You don’t need to be helped any longer. You’ve always had the power.Glinda, Wizard of Oz
This recipe sort of just happened. A few weeks back, Lindsay posted a tasty looking riff on this curried lentil bowl, and cleverly used red curry paste to take the whole idea to completely new level. When it comes to Thai style food, I admit, I’m a bit of a spazz – as I generally shy away from spice mixtures and recipes that feature loads and loads of garlic – and as a result don’t make many recipes in this style. Garlic? It’s really just not my thing, never has been as I have a hard time digesting it. But this. THIS. Make it for yourself in literally 10 minutes, enough time to boil water, soak the noodles, and chop some veggies. It’s really, really easy, and exceptionally tasty. Similar to this Ramen(ish) bowl I shared last year, this is one quick meal that will quickly work its way into your repertoire. Thanks to Lindsay for inspiring me to pick up the paste!
Elsewhere, this past week has been remarkably, welcomingly, lovely. The weather is changing and the days are getting longer. The sun is shining here in Vancouver and temps are mild, almost warm. Subtle, fleeting hints of the impending spring season are wafting over my senses, making me long for the smell of freshly turned soil and the sounds of spades hitting garden edges and birdsongs and, well – the delicious sweetness and energy of the outdoors in spring. I’ve spent the last few years so focused on other things that I’m craving more than anything just to play in my garden again. Dirt in my fingernails. Holes in my jeans.

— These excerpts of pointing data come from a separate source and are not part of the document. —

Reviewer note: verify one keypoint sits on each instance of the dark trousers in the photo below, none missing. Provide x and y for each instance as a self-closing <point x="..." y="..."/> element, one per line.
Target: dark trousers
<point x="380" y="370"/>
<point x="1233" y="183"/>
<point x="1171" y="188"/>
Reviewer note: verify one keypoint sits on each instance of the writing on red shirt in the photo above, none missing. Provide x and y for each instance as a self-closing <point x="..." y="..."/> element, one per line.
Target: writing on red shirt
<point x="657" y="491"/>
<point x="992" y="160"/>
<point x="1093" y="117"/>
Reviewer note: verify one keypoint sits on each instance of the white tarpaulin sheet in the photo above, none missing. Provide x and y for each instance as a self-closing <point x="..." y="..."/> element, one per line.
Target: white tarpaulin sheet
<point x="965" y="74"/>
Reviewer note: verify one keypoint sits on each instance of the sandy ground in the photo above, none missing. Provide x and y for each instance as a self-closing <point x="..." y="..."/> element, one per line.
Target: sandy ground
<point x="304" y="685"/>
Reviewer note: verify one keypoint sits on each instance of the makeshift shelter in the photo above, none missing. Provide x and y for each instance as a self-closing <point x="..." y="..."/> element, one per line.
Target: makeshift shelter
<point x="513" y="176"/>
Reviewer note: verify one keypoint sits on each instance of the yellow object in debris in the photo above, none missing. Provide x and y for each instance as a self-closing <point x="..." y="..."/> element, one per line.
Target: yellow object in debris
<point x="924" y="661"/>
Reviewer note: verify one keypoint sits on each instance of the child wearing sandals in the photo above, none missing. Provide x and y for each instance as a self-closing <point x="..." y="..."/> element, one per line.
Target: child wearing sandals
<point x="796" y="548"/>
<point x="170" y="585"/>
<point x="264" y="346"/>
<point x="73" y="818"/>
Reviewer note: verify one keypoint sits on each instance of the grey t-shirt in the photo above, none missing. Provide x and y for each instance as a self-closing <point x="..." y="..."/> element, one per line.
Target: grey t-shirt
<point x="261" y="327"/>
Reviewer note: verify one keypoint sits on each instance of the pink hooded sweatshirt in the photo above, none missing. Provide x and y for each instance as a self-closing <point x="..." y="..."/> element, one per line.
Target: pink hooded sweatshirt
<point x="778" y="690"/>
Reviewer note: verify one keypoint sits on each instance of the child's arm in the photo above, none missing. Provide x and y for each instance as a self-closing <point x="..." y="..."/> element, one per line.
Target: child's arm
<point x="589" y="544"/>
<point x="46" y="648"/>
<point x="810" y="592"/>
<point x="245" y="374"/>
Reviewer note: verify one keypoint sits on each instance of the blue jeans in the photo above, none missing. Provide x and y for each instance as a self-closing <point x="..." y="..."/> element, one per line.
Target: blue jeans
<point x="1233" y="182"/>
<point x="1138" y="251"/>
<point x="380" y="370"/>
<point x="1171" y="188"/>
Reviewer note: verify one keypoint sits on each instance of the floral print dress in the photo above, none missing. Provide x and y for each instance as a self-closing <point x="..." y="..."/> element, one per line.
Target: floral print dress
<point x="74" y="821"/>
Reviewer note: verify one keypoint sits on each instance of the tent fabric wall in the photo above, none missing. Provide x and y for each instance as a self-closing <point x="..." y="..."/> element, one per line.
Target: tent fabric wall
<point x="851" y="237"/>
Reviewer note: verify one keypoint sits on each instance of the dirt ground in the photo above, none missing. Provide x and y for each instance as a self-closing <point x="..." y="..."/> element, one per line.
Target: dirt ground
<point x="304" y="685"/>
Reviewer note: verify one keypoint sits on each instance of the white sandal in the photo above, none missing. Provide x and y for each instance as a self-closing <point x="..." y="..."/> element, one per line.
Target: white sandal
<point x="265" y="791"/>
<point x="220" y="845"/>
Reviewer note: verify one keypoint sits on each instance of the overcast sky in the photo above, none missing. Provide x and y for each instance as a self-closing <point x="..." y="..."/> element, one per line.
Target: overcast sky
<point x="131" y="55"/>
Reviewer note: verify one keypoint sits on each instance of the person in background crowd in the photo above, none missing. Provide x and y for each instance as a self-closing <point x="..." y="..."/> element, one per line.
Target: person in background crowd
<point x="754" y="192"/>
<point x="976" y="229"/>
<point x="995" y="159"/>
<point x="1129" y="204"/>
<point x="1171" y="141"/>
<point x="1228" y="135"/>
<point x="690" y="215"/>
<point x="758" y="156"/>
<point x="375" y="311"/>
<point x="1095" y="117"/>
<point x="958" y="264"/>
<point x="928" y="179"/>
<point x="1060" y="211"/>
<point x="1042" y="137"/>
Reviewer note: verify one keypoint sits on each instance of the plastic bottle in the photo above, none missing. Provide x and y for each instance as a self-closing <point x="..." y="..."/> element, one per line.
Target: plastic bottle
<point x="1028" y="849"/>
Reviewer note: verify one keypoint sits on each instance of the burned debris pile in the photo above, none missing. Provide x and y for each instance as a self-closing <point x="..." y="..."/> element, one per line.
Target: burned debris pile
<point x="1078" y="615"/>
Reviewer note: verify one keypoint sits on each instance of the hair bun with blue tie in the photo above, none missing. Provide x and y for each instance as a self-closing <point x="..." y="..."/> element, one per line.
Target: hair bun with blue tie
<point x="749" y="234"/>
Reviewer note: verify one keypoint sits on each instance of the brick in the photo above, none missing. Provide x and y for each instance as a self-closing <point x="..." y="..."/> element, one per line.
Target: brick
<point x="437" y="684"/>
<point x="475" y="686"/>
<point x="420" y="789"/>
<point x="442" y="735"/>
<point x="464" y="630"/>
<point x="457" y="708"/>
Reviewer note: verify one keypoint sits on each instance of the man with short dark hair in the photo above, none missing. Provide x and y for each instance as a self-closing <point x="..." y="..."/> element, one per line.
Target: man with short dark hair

Other things I’m digging right now? Listening. Constantly fine tuning the fine art of Honey Badgering (original video here). Not too much, not too little. Just enough. Being grateful for a solid home base. Coming home, like really home. Oh, and grapefruits! Bought a bag of ruby reds and promptly ate every one. They remind me of my childhood, when me and my brother would sit and watch after school TV shows and carefully work our grapefruit sections out of their skins. 10 minutes to peel & clean, 10 seconds to inhale. Tis the season. xo
10 Minute Thai Red Curry + Veggie Noodle Bowl:
- one finger round of thick rice vermicelli
- boiling water to cover noodles
- 1 cup full fat coconut milk
- 1/2 cup water
- 1 tsp red curry paste
- 1 tbsp soy sauce
- handful fresh snow peas, cut on diagonal
- handful fresh micro greens (pea shoots, sunflower sprouts, or even bean sprouts)
- 1/4 cup shredded purple cabbage
- 1/2 medium grated or julienned carrot
- 4-6 leaves Thai basil, 2 tbsp chopped fresh or cilantro (or both)
- 1 tbsp sambal oelek to garnish
To start, put up a kettle to boil the hot water. You want to fill the kettle somewhat to ensure enough water to fully submerge the dry noodles. Place the rice noodles in a large bowl, and once the water is boiling, pour the hot water over the noodles and set the timer for 4 minutes. When ready, drain the noodles until ready to use.
While the kettle boils for the noodles, combine the coconut milk, curry paste, water, and soy sauce in a sauce pan or a wok and stir to dissolve the paste. Bring to a bubbling simmer on medium to high heat and stir here and there. Allow this mixture to cook on medium heat while you prepare the noodles and the vegetables, as this is your noodle bowl broth.
As the noodles soak and the broth cooks away, wash & prepare your raw vegetables according to your reference and what is on hand. To serve, place the cooked, drained noodles in a single serving bowl and pour the hot coconut curry broth over top. Top the bowl with chopped vegetables, basil or cilantro, and additional sambal oelek of desired for extra kick and flavour. Enjoy right away. This recipe serves one, just increase ingredients as required to serve more hungry folks.